Hayatı kaos, karanlık ve arayışla geçen Sinéad için artık sular duruldu.

Geçen hafta haber sitelerinden gelen üzücü bir duyumla sarsıldık. Sinéad O’Connor’ın vefat haberini almıştık. Henüz 17 yaşındaki oğlu vefat edeli 18 ay olmuştu. Hayat onun için başlangıcından sonuna kadar sancılı bir süreçti. İnşallah aradığı huzura kavuşmuştur.

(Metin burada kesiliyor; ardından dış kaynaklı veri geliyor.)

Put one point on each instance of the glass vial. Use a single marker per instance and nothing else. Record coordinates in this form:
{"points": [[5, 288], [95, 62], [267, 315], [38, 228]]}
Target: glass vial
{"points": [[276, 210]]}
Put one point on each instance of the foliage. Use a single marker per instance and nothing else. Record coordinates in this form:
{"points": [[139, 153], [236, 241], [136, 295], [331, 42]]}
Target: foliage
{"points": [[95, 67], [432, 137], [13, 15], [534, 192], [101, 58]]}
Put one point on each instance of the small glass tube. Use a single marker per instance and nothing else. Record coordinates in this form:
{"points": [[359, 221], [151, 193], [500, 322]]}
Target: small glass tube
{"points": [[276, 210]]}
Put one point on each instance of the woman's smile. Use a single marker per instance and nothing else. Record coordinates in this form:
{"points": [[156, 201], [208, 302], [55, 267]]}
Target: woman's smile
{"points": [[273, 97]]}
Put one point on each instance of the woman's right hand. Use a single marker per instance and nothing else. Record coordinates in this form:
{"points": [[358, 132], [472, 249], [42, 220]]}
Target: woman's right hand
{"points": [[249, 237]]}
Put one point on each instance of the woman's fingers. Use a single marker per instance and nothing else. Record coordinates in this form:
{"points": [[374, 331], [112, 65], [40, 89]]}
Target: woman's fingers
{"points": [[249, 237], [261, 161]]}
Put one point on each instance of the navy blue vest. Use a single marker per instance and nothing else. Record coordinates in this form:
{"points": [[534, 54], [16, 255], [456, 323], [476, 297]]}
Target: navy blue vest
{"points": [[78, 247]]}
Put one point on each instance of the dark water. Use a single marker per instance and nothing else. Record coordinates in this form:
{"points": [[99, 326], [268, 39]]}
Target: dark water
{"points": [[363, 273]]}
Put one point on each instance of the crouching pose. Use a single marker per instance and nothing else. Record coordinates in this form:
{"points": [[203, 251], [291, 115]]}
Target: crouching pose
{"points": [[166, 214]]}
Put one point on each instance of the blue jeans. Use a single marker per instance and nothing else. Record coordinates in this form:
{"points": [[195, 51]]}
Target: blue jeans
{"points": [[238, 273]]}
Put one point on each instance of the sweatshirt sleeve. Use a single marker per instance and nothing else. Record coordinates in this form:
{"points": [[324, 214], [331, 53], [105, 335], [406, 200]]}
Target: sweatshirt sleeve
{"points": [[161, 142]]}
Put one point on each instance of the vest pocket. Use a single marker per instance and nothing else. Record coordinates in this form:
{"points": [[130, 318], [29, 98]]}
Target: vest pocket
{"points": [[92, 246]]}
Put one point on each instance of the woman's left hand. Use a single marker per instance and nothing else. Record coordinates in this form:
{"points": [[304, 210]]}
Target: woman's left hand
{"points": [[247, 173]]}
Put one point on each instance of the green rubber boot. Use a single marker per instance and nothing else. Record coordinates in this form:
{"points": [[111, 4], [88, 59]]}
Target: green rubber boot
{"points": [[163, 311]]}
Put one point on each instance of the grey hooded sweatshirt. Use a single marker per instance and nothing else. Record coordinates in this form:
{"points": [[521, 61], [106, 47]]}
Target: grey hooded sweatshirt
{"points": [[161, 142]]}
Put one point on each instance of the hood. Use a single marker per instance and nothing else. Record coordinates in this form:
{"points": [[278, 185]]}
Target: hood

Şüphesiz Sinéad gibi böylesi ikonik bir şarkıcının ölümü hayranlarının, sevenlerinin hatta sevmeyenlerinin kalplerinde derin bir boşluk bıraktı. 90’lı yıllarda, sayılı müzik kanallarının loopa aldığı ve en değerli 500 şarkı içerisine adını kazımış şarkısı ‘Nothing Compares 2 U’ ile bir gençlik geçirdik.

ÖDÜL SEVMEYEN

Elbette asi ve farklı bir kişilikti. Hayatının hiçbir döneminde sıradan ve popülist bir sanatçı tavrı beklemedik ondan. 90’lı yılların başları müzikal anlamda da zirvesiydi. “En İyi Alternatif Müzik Performansı” dalında Grammy ile ödüllendirilmişti ancak “müzik endüstrisi sanatsal değerden çok materyalizmi ve yanlış değerleri teşvik ediyor” cümlesini kurarak töreni de ödülü de protesto etti. Aynı sene Rolling Stone dergisi tarafından da yılın sanatçısı seçilmişti. Başka insanların ödüller uğruna maddi manevi sınırları, network ağlarını zorladığı bu yolda çabasız elde ettiği hemen tüm sistem ödüllerini teker teker reddediyordu.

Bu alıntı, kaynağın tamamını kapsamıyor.